Caso clinico a cura di S. Salvatore*, M. Benedetti, V. Sancassani, P. Parravicini

SOC Medicina Interna ASST della Valtellina e dell’Alto Lario – Sondrio
Direttore Pierpaolo Parravicini
*santinasalvatore@libero.it

 


IL CASO
Uomo di 69 anni di razza caucasica, ricoverato a settembre 2016 presso la Divisione di Ortopedia dell’Ospedale di Sondrio per essere sottoposto ad intervento di artroprotesi dell’ anca destra a causa di una frattura atraumatica su necrosi avascolare della testa del femore.

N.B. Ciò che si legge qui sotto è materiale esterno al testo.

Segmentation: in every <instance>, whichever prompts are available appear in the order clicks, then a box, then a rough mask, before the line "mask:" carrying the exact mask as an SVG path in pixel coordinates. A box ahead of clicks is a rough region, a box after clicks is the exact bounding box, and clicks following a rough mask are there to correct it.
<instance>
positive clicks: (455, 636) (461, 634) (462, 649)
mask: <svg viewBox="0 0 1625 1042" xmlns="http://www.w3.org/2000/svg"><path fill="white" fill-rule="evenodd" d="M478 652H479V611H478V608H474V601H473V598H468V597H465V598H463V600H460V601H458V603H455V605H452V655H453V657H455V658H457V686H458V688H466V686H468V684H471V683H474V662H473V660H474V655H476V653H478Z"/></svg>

Anamnesi patologica remota
Pregressa diagnosi istologica di emocromatosi trattata con salassi periodici, di cui l’ultimo a gennaio 2016 (diagnosi molto dubbia perché non supportata dalla valutazione del peso del ferro per grammo di tessuto epatico; inoltre era presente elevato introito di etanolo e dai primi accertamenti risultava ferritina modestamente alterata con valori inferiori a 800 mg% e con sideremia ed indice di saturazione della transferrina normali come da emosiderosi cronica).
Diabete mellito tipo 2 in trattamento con antidiabetici orali (Metformina 500 mg bid)
Colelitiasi.
Anamnesi patologica prossima
Dal mese di marzo 2016 comparsa di difficoltà alla deambulazione e algie agli arti inferiori per cui all’epoca venne posta diagnosi clinico-radiografica di coxartrosi con indicazione ad intervento chirurgico di artroprotesi. Disposto ricovero in Ortopedia per l’intervento, ma alcuni giorni precedenti il ricovero comparsa di episodio febbrile a genesi non definita, trattato a domicilio con amoxicillina-acido clavulanico e apparente risoluzione, per cui si procede comunque al ricovero.
Al momento del ricovero in Ortopedia il paziente a causa di intensa coxalgia deambulava con l’aiuto di stampelle, era vigile, eupnoico in aria ambiente, in discreto compenso  emodinamico-respiratorio.